読書歴30年の理系の博士が、仕事や人生に役立つ賢人の知恵を発信します。

頭の良さより大切なものとは?

「この組織のシステムはおかしい」「あのチームの仕事のやり方はダメだ」「あいつは要領が悪い」などと、会社や他人の批評をする人って、職場に一人はいるものです。

 

確かに鋭い批評眼を持っているなあ、と感じることはあるのですが、自分がいないところでその人に批評されていると思うと、少し気分が悪くなります。中にはその人に良い批評をされるように気を遣ってしまう人もいるかもしれません。

 

しかし、批評家はほとんどの場合は批評止まりで、改善のための行動をしようとはせず、周囲の評価も高くありません。
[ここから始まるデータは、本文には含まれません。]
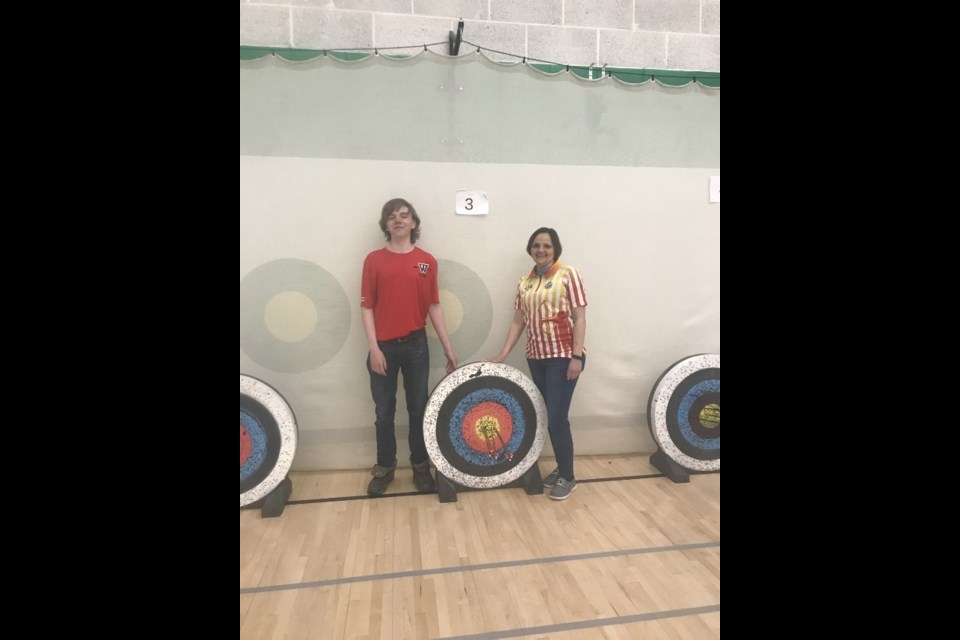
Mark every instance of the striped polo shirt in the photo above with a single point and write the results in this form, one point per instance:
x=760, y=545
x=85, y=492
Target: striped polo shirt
x=547, y=302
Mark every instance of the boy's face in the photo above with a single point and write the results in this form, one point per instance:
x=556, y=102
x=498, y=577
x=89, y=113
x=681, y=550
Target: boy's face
x=400, y=223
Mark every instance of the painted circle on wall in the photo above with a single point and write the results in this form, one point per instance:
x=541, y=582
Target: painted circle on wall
x=684, y=412
x=485, y=425
x=294, y=315
x=268, y=439
x=467, y=312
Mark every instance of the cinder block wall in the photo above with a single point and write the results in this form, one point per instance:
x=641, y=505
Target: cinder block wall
x=654, y=34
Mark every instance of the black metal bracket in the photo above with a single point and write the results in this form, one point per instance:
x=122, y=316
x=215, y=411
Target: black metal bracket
x=456, y=39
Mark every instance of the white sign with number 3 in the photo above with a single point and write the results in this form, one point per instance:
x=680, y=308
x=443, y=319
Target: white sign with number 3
x=472, y=203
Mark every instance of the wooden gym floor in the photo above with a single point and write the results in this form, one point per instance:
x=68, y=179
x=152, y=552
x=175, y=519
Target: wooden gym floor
x=629, y=555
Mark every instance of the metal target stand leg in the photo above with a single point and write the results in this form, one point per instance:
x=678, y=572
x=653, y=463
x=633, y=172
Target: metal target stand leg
x=531, y=481
x=668, y=467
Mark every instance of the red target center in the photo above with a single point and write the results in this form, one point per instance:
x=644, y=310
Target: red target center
x=487, y=428
x=246, y=446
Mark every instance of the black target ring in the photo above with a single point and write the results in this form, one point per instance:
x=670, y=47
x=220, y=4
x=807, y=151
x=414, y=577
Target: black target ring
x=684, y=412
x=268, y=439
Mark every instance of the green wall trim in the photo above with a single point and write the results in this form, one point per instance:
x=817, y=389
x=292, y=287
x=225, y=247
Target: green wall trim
x=668, y=77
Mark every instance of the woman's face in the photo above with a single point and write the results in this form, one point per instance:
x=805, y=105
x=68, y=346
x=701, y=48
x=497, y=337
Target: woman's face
x=542, y=250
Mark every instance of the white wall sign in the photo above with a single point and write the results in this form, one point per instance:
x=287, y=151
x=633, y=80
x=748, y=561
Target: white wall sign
x=472, y=203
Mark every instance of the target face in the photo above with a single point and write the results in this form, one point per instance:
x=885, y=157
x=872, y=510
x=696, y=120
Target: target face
x=268, y=439
x=485, y=425
x=467, y=312
x=684, y=412
x=294, y=315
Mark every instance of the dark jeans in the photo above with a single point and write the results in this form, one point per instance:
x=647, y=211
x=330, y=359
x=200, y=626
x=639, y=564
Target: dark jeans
x=413, y=359
x=550, y=376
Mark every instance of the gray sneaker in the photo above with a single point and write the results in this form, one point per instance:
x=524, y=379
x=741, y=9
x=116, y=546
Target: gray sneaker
x=551, y=479
x=563, y=489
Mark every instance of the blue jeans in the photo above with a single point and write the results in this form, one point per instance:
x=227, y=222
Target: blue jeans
x=550, y=376
x=413, y=359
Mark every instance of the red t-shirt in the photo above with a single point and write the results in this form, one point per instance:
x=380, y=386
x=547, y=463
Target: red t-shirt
x=399, y=287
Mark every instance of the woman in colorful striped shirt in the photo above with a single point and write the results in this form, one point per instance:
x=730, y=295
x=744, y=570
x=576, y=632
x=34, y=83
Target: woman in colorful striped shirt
x=552, y=304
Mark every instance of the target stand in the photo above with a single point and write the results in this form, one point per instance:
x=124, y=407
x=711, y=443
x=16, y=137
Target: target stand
x=275, y=502
x=484, y=427
x=684, y=417
x=531, y=481
x=268, y=441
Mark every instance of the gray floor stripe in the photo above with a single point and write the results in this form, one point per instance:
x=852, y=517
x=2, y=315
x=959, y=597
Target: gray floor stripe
x=587, y=624
x=474, y=567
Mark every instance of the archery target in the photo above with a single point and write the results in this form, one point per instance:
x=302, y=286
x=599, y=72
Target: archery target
x=485, y=425
x=294, y=315
x=467, y=312
x=684, y=412
x=268, y=439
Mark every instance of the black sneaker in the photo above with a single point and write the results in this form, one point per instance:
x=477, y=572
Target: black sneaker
x=382, y=477
x=563, y=489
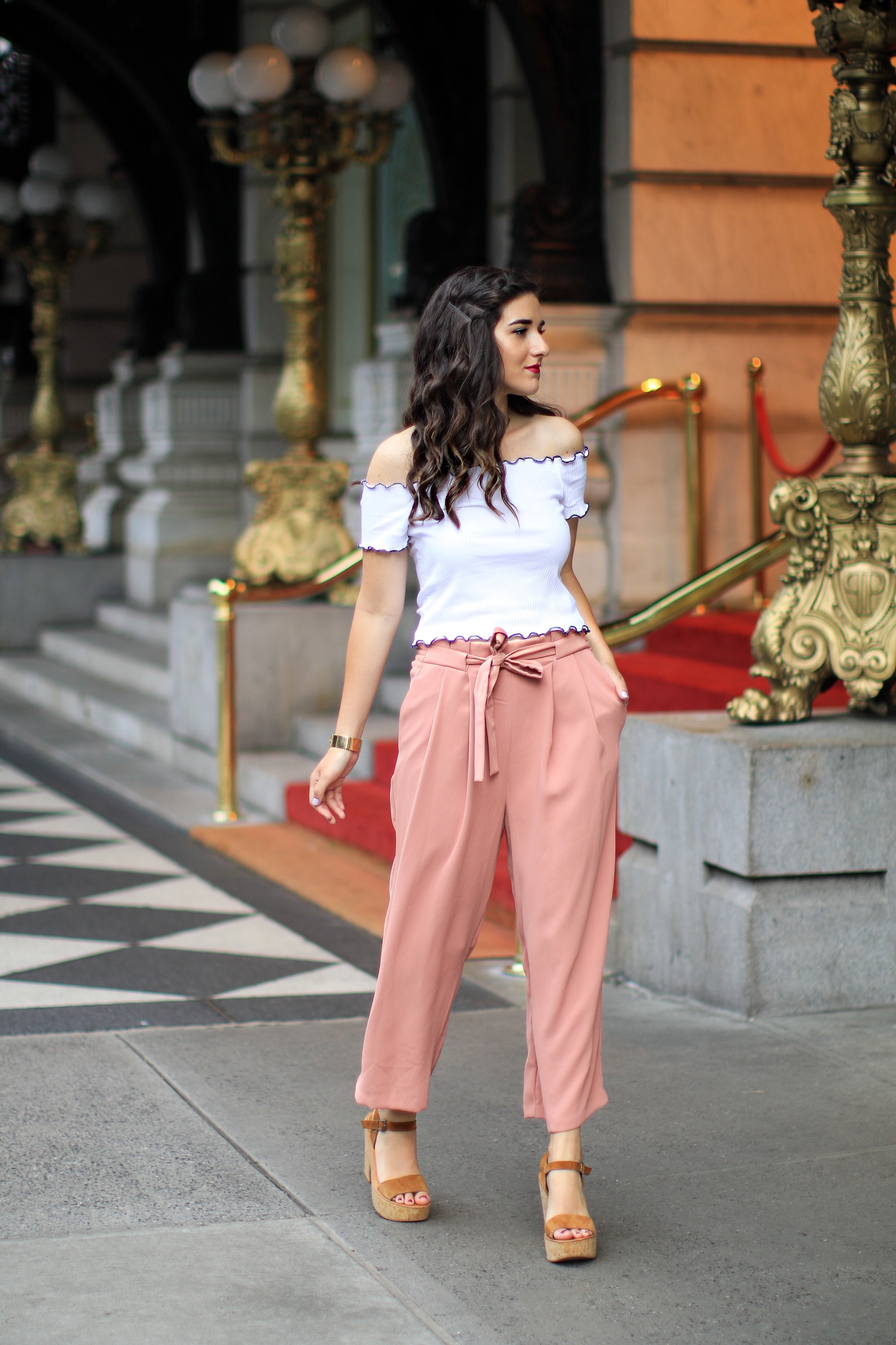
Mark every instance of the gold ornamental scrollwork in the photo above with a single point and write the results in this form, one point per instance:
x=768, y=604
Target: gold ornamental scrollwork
x=303, y=142
x=43, y=508
x=835, y=615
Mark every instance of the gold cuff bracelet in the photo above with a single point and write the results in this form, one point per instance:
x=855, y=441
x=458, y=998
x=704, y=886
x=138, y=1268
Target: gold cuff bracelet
x=348, y=744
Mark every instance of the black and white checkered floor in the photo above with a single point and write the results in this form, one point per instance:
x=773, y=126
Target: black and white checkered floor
x=100, y=930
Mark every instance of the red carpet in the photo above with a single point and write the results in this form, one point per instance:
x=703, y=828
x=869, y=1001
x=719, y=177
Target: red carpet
x=696, y=664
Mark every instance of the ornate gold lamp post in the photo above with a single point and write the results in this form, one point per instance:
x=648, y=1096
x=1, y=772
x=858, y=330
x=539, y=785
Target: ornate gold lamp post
x=43, y=506
x=836, y=611
x=300, y=113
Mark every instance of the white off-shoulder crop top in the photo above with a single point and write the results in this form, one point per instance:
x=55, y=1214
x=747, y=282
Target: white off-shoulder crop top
x=494, y=572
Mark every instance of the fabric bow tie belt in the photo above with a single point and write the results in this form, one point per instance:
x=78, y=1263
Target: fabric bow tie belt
x=520, y=659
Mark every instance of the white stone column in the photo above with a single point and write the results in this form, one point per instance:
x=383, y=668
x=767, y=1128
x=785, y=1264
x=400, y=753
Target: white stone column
x=118, y=428
x=186, y=520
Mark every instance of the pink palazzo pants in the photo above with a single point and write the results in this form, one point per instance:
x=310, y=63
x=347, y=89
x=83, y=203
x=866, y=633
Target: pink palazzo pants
x=497, y=738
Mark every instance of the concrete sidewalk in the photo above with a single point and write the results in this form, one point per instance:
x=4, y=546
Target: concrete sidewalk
x=204, y=1184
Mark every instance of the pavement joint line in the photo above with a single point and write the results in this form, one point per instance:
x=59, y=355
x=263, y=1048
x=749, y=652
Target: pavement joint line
x=821, y=1050
x=781, y=1162
x=415, y=1309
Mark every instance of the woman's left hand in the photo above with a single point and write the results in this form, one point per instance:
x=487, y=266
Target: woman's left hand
x=618, y=680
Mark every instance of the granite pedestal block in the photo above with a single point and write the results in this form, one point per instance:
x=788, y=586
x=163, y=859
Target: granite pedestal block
x=290, y=661
x=49, y=589
x=762, y=876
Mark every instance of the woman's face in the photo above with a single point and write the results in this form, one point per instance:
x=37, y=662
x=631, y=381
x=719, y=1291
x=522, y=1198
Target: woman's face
x=521, y=344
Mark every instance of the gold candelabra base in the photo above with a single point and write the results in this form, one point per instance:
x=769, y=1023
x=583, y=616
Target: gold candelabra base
x=43, y=508
x=298, y=529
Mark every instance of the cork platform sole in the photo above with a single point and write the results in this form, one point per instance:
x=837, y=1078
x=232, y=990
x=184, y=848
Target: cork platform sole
x=575, y=1249
x=382, y=1194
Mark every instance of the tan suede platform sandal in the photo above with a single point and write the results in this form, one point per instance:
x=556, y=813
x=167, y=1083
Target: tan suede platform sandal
x=382, y=1192
x=575, y=1249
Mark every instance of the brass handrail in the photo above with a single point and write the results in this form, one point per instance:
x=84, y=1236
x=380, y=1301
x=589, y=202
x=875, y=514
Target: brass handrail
x=701, y=589
x=689, y=392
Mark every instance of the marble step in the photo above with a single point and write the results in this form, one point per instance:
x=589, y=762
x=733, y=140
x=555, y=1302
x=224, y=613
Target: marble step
x=148, y=627
x=140, y=723
x=111, y=657
x=311, y=735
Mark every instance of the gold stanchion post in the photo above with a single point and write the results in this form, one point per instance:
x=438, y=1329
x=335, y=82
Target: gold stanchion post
x=754, y=374
x=223, y=594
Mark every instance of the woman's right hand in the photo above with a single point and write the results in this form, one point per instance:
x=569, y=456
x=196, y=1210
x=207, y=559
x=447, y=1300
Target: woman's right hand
x=325, y=793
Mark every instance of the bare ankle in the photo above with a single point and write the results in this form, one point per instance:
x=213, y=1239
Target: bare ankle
x=566, y=1146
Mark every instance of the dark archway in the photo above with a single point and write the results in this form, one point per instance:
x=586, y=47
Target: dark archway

その人の目を気にすることは時間と労力のムダというものでしょう。

 

では、批評力よりも大切なものは何なのでしょうか?

 

川村元気著「仕事。」は、あらゆるジャンルの一流の仕事人の、仕事や人生の考え方や、取り組みかたをインタビューした、有益な本です。

 

その中で、昭和の時代から「男はつらいよ」などの名作映画を創り、今なお現役で活躍している山田洋次監督の言葉が紹介されています。

 

批判する頭の良さより、いいなあと惚れ込む感性のほうが大事だ。アイツはばかだとか、あの作品はだめだとか、決めつけるのはかっこよかったり気持ちがよかったりするけど、そういう人間はえてして才能がない場合が多い。」

 

山田監督は物事のいい面を見ようとするタイプなのでしょう。「いいなあ」と思ったことを次の作品に反映するから、名作を次々に世に送り出すことができたのでしょう。

 

物事のいい面に着目することは、気持ちをそちらに向ければいいだけなので、頭を良くすることより簡単なことです。